Date of Award

Spring 3-19-2019

Degree Type


Degree Name

Doctor of Education in Secondary Education



Committee Chair

Dr. Kimberly L. Cortes

First Committee Member

Dr. Carolyn Wallace

Second Committee Member

Dr. Rebecca Hill

Third Committee Member

Dr. Brendan E. Callahan


High school students bring with them preconceived notions as to what types of laboratory experiments they will perform and content they will learn in chemistry class. Some of what students have learned about chemistry may have been derived from watching television in which chemistry is portrayed. There are many widely popular shows that portray science on television, and the narratives are over dramatized, simplified, or distorted for the sake of entertainment. Often the science portrayed on television is rooted in chemistry practices and thus influences students’ perceptions and attitudes of chemistry class. Though there is research in both fields of students’ attitudes towards chemistry and television’s impact on adolescents there is not research that directly addresses televisions impact on students’ perceptions of chemistry and chemistry laboratory. Therefore, this dissertation set out to investigate (1) students’ realities of chemistry class that are constructed while watching television and (2) how students’ expectations of laboratory compare to what they do in the high school chemistry laboratory. Multiple theoretical frameworks guided the methodological design of this dissertation.

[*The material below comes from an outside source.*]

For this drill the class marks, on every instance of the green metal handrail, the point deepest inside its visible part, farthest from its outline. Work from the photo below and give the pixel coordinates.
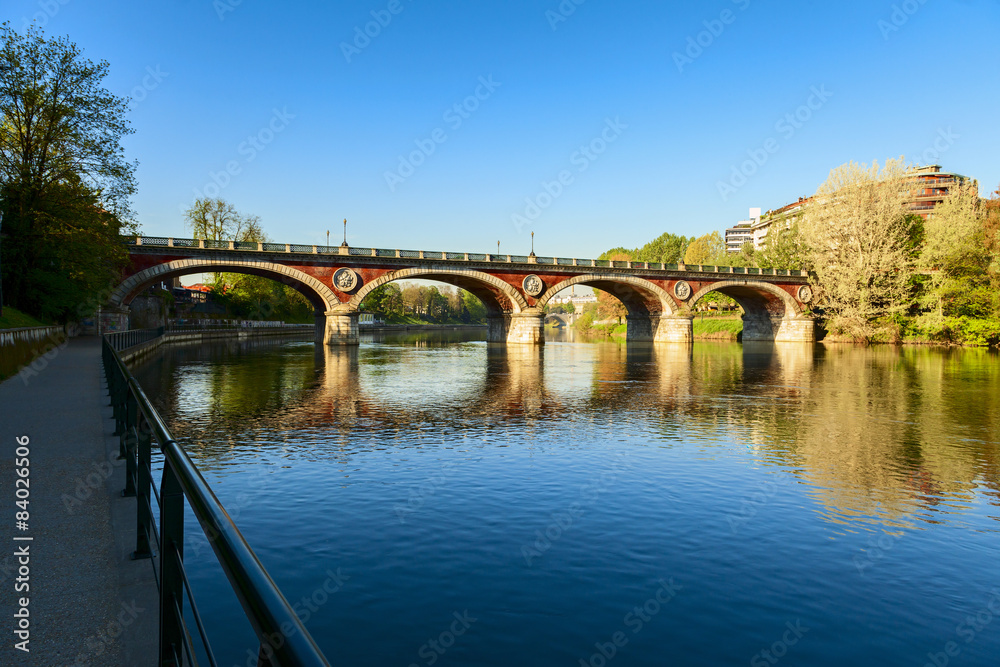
(284, 640)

A qualitative phenomenological study was utilized, consisting of 2 phases: (1) surveys to reveal students’ attitude and image of a chemist and (2) laboratory recordings of students to provide insight into students’ laboratory experiences. Students’ attitudes contribute to the overall reality that the students have constructed about chemistry prior to taking the class. Students find chemistry to be cognitively demanding but emotionally satisfying. Based on preconceived expectations, students often wanted grander results in the laboratory, and as a result were disappointed when lab results were less spectacular than expected. Students expressed varying attitudes in the laboratory from being disappointed, excited, and having reservations about chemicals. The findings of this dissertation could be used in the classroom to assess the varying expectations that students bring to chemistry class and allow the instructor to meet the cognitive and affective needs of the students.